O poderio da comunicação de massa

Um debate sobre o papel e a influência das mídias de massa.

Felipe Augusto Ferreira Feijão

Estudante de Filosofia da Faculdade Católica de Fortaleza

segunda-feira 6 de fevereiro de 2017| Edição do dia

A toda hora e a qualquer momento, os meios de comunicação de massa cercam milhares de indivíduos que atentos se entretém em frente da televisão ou na escuta do rádio. Isso denota que esses veículos são mantidos e patrocinados por interesses desde comerciais até governamentais. Marilena Chaui em “Simulacro e poder” considera o exercício do poder através dos meios de comunicação em dois aspectos, a saber, econômico e ideológico.

Já na Dialética do Esclarecimento em 1947, Adorno e Horkheimer, definiram o termo “indústria cultural” como a transformação da cultura em mercadoria e o seu uso pela classe dominante com a finalidade de construir ideologias e controlar a sociedade. Sendo assim, os meios de comunicação são uma indústria cultural, uma vez que no Brasil as concessões estatais de rádio e de televisão são feitas a empresas privadas. Aqui se encontram as duas vertentes assinaladas, a econômica (classe dominante) e a ideológica (controle da sociedade).

Ora, por vezes de forma despercebida propagandas são consumidas e sem dúvida incitam o público-alvo a prática consumista e a aceitação de condicionamentos conjunturais. E o imenso alcance da mídia que estrutura o poder da veiculação proposital, gesta na sociedade entretida e inocente, indivíduos que terão seu pensamento e sua ação pautada no que tão somente veem na televisão ou escutam no rádio. Isso significa dizer que o poderio de determinado interesse regido pelos imperativos do capital, dita as regras do jogo.
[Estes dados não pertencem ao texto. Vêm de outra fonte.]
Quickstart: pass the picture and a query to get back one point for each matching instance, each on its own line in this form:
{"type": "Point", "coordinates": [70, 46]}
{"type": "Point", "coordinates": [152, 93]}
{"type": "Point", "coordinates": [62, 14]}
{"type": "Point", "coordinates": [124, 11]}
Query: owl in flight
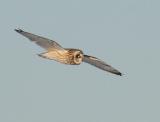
{"type": "Point", "coordinates": [70, 56]}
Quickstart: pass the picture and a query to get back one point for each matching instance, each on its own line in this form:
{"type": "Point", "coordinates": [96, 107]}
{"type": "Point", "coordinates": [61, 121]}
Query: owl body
{"type": "Point", "coordinates": [71, 56]}
{"type": "Point", "coordinates": [67, 56]}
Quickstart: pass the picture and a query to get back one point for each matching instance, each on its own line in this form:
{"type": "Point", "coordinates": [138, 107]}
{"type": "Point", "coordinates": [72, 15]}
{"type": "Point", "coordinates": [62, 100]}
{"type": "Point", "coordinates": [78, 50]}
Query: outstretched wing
{"type": "Point", "coordinates": [100, 64]}
{"type": "Point", "coordinates": [41, 41]}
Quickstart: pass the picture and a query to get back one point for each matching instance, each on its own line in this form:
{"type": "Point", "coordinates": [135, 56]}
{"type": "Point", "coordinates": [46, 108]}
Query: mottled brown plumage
{"type": "Point", "coordinates": [71, 56]}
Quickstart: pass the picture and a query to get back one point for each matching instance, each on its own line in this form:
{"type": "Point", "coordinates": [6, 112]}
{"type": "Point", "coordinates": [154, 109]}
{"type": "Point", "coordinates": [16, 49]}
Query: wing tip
{"type": "Point", "coordinates": [19, 30]}
{"type": "Point", "coordinates": [119, 73]}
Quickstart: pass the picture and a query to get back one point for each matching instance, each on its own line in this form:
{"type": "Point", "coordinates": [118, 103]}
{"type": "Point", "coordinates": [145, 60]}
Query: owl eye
{"type": "Point", "coordinates": [78, 56]}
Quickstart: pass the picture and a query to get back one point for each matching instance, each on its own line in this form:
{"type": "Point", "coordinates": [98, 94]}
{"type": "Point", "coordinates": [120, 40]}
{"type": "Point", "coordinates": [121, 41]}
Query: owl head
{"type": "Point", "coordinates": [78, 56]}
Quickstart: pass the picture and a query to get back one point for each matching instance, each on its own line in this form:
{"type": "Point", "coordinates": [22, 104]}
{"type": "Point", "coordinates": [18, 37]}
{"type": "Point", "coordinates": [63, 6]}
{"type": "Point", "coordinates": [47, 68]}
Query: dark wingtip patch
{"type": "Point", "coordinates": [18, 30]}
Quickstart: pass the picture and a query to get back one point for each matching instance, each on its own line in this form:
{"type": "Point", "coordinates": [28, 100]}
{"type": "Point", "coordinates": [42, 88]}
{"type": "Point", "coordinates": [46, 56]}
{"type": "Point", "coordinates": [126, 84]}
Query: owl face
{"type": "Point", "coordinates": [77, 57]}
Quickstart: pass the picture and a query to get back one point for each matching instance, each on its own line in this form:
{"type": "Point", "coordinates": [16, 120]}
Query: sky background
{"type": "Point", "coordinates": [124, 33]}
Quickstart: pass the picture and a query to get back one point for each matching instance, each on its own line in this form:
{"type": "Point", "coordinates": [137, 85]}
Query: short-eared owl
{"type": "Point", "coordinates": [56, 52]}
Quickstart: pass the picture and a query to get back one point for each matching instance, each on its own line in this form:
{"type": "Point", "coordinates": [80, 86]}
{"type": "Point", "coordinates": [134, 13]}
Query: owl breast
{"type": "Point", "coordinates": [75, 56]}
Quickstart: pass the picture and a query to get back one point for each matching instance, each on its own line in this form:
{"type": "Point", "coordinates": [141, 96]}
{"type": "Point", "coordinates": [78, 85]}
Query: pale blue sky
{"type": "Point", "coordinates": [124, 33]}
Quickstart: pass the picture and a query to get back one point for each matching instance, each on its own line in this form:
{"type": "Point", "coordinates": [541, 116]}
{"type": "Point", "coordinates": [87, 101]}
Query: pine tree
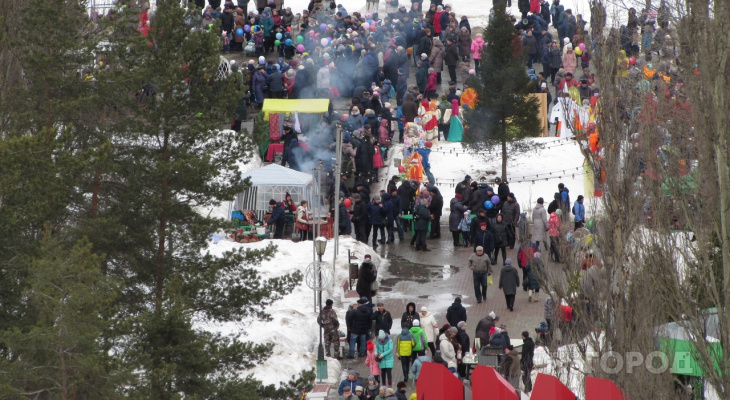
{"type": "Point", "coordinates": [505, 115]}
{"type": "Point", "coordinates": [61, 356]}
{"type": "Point", "coordinates": [167, 160]}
Vale ressaltar que não há visibilidade transparente na regra desse jogo. O processo não é feito para ser percebido. Ou seja, como afirma Chaui: “as representações ou imagens que constituem a ideologia aparecem desprovidas de localização, embora estejam precisamente localizadas nos centros emissores da comunicação”[1].

A articulação motivacional dessa representação indireta repousa nos bastidores da cena dos meios de comunicação. No entanto, o compromisso em transmitir a mensagem com fidelidade ao propósito então empreitado sobressai, porque o objetivo precisa contemplar o auge do espetáculo. Em tempos de uma aparente desinformação sistemática como fala Manfredo Oliveira, ou seja, de uma informação seletiva que descamba em desinformação, o poder midiático se torna apurado e ainda mais relevante e influente.

Saber que isso acontece e tirar a venda dos olhos perante tal realidade preocupante é necessário ainda que a complexidade circunstancial desses elementos seja de alto nível. Daí o desenvolvimento da obviedade dos fatos e da vigência legal da estruturação informativa permanecer em plena manutenção.